While in jail, waiting for his day in court, in-mates and guards reported that Edward was in good spirits. He spent his time bragging about his intention to eventually have seven wives. Being only 35 years old, he said he should easily attain that goal. He was certain that he would not be convicted of Zona’s death because no evidence existed to support the prosecutions claim.

But Edward was wrong. He underestimated the testimony of a ghostly eyewitness to the murder.


In June, Edward’s trial for murder came before a jury. The prosecutor lined up several people to testify against Edward, citing his peculiar behavior and his unguarded comments.

But the truth was that there really were no witnesses to the crime and Edward had not been placed at, or near, the crime scene at the time that the murder allegedly took place. The court had ruled that prosecuting testimony about the ghost, and what it claimed, was inadmissible. The prosecution had little to do battle with.
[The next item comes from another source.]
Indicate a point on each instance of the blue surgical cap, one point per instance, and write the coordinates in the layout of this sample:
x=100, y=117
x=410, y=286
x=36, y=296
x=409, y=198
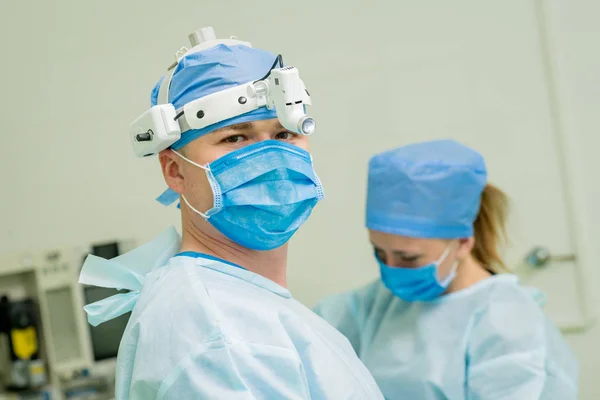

Taking the stand in his defense, Edward adamantly denied the charges.

And it looked like he was going to get away with murder!

Then Edward’s defending lawyer made a drastic mistake. He called Mary Jane Heaster to the witness stand.

Presumably the defense intended to show that Mary Jane was unbalanced or even insane and, at the very least, had a great personal prejudicial against his client. Then he brought up the little matter of Zona’s ghost and her from- beyond-the-grave visits.

Seated on the witness stand, in front of a packed courtroom and an attentive jury, Mary Jane told the story of how Zona’s ghost appeared to her four times. She told the jury that Zona had said Edward had murdered her in a fit of rage and had broken her neck. Zona had said that “her neck had been squeezed off at the first verterbrae.”

Ghost story or not, the jury bit and passed down a verdict of guilty on the charge of murder. Edward was given life without parole.

Greenbrierghost-signwebNormally such a conviction would have brought a sentence of death, but because of the circumstantial nature of the evidence, that being the testimony of a ghost, Edward was sentenced to life in prison. He died on March 13, 1900 in the Moundsville, W.V. penitentiary.

A highway, historical marker near Greenbrier commemorates Zona, the Greebrier Ghost, and the unusual court case surrounding her death.